Rounding up, the ‘large enough’ log file should be something like 9×innodb_page_size×32×innodb_page_size = 288×innodb_page_size×innodb_page_size. That would range from 4.5 GiB to 1,152 GiB. At the default innodb_page_size=16k, this ‘large enough’ estimate would be 72 GiB.
Even though this estimate might feel like an overestimate, it may in fact be an underestimate. We assumed that each of the concurrent threads would run only once. But, it is possible that on such a heavily loaded system, some threads are starved of CPU resources for an extended period of time while other threads are scheduled to run multiple mtr_t::commit() each. One of those starved threads could already have acquired a latch on the oldest modified page, and the log_free_check() from other threads would not be able to advance the checkpoint. Eventually, all subsequent threads would end up waiting in log_free_check() and the starved threads would be allowed to proceed to release the page latches, which would allow the checkpoint to be completed. During such a glitch it is possible that the log was momentarily overrun.
So, there does not exist any ‘large enough’ innodb_log_file_size that can guarantee to avoid the race condition between log_free_check() and mtr.commit(). We could only reduce the probability to very close to 0, which is already the case for well configured installations. Besides, 72 GiB is already a quite large redo log. Even with innodb_buffer_pool_size=128G it could be perfectly reasonable to use a much smaller innodb_log_file_size, especially when page splits are rare.

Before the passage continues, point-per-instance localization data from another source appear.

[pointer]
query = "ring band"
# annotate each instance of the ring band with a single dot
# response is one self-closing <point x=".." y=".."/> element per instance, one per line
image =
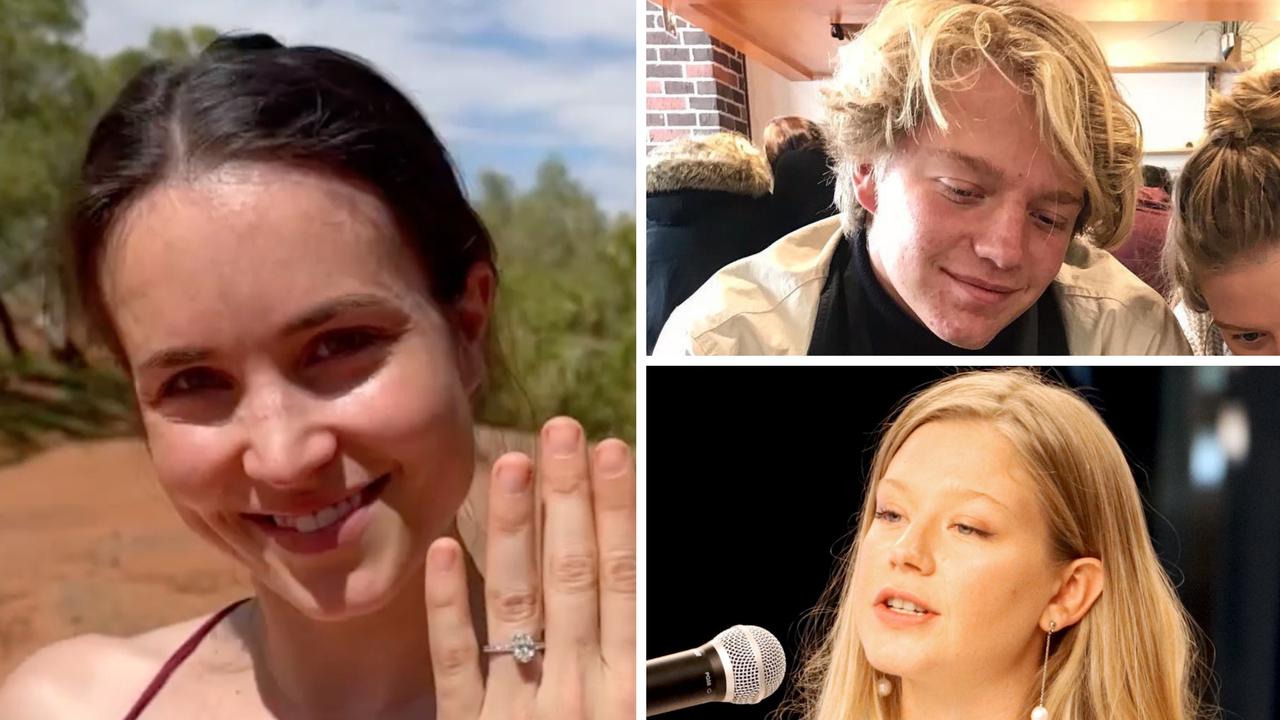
<point x="522" y="647"/>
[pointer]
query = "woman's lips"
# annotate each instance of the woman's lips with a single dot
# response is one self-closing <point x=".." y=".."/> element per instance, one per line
<point x="918" y="615"/>
<point x="343" y="531"/>
<point x="899" y="619"/>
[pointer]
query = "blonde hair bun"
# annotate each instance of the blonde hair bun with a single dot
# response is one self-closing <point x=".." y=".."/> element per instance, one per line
<point x="1252" y="109"/>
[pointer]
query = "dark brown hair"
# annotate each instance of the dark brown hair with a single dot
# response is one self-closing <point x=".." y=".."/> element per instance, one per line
<point x="248" y="98"/>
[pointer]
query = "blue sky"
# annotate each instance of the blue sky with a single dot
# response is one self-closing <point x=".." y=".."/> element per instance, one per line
<point x="504" y="82"/>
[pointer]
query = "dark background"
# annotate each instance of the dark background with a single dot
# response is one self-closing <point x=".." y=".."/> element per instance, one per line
<point x="755" y="477"/>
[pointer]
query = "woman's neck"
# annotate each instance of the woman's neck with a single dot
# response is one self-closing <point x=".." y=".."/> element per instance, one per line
<point x="1001" y="696"/>
<point x="376" y="665"/>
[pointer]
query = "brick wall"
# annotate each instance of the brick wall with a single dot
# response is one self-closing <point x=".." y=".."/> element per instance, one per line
<point x="694" y="83"/>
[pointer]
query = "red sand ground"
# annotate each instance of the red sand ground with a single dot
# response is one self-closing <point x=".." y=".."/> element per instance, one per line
<point x="88" y="543"/>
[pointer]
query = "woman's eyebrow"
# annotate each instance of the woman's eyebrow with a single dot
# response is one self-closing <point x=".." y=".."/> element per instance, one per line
<point x="315" y="317"/>
<point x="330" y="309"/>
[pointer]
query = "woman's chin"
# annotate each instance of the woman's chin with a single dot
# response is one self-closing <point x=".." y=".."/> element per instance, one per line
<point x="339" y="591"/>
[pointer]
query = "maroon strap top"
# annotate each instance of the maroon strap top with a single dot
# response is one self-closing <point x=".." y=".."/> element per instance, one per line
<point x="177" y="657"/>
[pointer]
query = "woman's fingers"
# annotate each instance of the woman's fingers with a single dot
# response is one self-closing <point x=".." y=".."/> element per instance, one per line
<point x="455" y="655"/>
<point x="570" y="557"/>
<point x="613" y="491"/>
<point x="512" y="584"/>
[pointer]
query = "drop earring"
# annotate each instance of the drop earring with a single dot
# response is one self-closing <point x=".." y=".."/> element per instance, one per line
<point x="883" y="687"/>
<point x="1041" y="712"/>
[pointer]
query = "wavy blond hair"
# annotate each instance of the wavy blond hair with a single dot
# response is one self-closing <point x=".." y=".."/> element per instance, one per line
<point x="1226" y="205"/>
<point x="1133" y="654"/>
<point x="887" y="82"/>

Practically, if we wanted to completely avoid the log overrun condition, we practically would have to implement some additional locking. Based on some experience with
MDEV-25062, I expect that an innocent-looking std::atomic::fetch_add() call for updating a global variable will seriously degrade throughput. Even when using numactl to ensure that the server runs on a single NUMA node, the AMD64 LOCK XADD instruction for trx_sys.rseg_history_len++ consumed several per cent of all CPU cycles during my simple benchmark. If we added anything like that to log_free_check(), the impact should be much bigger, because every write transaction consists of multiple mini-transactions.What if we implemented the extra locking only for the cases where a mini-transaction is expected to split or merge pages? That would still leave a small probability of log overrun due to threads being scheduled ‘unfairly’ on a heavily loaded system.